These results were substantially confirmed in multivariable analysis. In particular, the risk of BI was largely decreased by pre-booster dose infection (OR of infection after 1st dose vs no infection = 0.27, 95% CI 0.22–0.33), older age (OR of > 60 versus 18–29 years = 0.37, 95% CI 0.34–0.41) and type of vaccine (OR of heterologous versus BNT162b2 mRNA vaccination = 0.69, 95% CI 0.63–0.76). Among professions, the risk of BI was the largest in nurses (OR of nurses versus physicians = 1.22, 95% CI 1.15–1.29) and the lowest among administrative staff (OR = 0.81, 95% CI 0.74–0.89) (Fig. 1).

Fig. 1
figure 1

Determinants of BI after the booster dose, investigated by a two‐level logistic regression model, where level‐1 units (HW) were nested into level‐2 units (participating centres)

The impact of immunodepression on BI was evaluated on 10,365 HW from 9 centres with available information. When controlling for gender, age, job title, infection before booster dose administration, and type of vaccines, the presence of immunodepression did not significantly affect the risk of BI (OR 1.09, 95% CI 0.88–1.34).

3.3 Determinants of Asymptomatic/Symptomatic Breakthrough Infection

The analysis was carried out on 3100 HW with available information on symptoms during BI from 5 centres (Verona, Padua, Perugia, Northern Barcelona and Slovakia). Overall 2438 HW (78.6%) reported symptomatic infections.
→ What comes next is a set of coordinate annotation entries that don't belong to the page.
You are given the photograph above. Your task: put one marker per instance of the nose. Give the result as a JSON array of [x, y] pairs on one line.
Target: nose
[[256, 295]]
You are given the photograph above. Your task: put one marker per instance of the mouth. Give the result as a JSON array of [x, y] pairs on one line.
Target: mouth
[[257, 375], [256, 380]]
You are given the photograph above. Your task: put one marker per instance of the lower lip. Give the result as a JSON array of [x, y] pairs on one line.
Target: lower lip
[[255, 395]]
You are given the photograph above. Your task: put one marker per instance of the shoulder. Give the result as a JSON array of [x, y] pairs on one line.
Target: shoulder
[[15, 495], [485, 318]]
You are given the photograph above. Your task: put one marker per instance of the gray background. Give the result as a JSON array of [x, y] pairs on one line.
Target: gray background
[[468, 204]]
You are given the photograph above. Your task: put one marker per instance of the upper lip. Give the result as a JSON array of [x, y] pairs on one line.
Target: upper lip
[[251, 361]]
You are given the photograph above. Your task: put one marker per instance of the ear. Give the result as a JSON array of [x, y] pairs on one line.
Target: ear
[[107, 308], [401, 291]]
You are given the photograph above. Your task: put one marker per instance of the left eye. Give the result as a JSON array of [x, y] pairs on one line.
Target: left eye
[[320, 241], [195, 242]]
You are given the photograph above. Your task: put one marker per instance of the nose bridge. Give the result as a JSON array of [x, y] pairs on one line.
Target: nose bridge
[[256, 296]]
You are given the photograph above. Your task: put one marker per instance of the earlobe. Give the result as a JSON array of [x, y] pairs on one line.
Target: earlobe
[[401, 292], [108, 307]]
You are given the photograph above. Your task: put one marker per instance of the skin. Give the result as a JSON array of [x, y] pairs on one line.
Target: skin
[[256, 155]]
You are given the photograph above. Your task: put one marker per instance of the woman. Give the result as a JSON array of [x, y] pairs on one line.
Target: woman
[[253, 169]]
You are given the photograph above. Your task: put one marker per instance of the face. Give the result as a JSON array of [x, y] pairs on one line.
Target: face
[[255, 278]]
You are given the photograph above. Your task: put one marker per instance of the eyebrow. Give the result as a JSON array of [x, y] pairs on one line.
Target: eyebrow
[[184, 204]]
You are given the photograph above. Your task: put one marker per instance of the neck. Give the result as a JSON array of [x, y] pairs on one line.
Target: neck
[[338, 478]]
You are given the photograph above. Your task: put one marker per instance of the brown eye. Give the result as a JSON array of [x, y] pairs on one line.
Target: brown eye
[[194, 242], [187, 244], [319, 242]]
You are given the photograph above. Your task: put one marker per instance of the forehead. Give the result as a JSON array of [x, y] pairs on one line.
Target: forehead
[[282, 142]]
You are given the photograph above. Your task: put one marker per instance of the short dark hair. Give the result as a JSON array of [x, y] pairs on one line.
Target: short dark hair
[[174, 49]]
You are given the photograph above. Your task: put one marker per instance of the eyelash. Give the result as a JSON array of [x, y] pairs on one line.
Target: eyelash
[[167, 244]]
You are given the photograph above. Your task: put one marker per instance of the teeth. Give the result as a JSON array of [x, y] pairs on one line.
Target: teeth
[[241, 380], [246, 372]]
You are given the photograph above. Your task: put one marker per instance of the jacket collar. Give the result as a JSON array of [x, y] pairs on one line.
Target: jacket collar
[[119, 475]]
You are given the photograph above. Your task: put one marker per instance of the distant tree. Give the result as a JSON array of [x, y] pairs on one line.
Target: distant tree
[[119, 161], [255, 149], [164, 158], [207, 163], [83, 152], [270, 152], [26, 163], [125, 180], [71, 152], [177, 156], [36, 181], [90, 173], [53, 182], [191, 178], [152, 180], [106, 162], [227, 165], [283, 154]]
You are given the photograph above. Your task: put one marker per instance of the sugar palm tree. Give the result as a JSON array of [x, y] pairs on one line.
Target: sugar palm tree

Previous infection was negatively associated with asymptomatic infection (RRR of old infection vs no infection = 0.52, 95% CI 0.31–0.85 and RRR of recent infection = 0.53, 95% CI 0.23–1.20) and even more against symptomatic infections (RRR = 0.46, 95% CI 0.35–0.59 and 0.11, 95% CI 0.05–0.25, respectively). With respect to the BNT162b2 mRNA vaccine, heterologous vaccination seemed to provide higher protection against symptomatic infections (RRR = 0.66, 95% CI 0.37–1.20), although the difference was not significant (Fig. 2).

Fig. 2
figure 2

Determinants of BI investigated by a two‐level multinomial logistic regression model (outcome where 0 = no infection, 1 = asymptomatic infection, 2 = symptomatic infection), where level‐1 units (health worker) were nested into level‐2 units (participating centres)

Information concerning hospitalization outcome was available only for 9/14 centres, and 5539 HW. Among them, only 3 (0.05%) were hospitalized following a post-third dose BI.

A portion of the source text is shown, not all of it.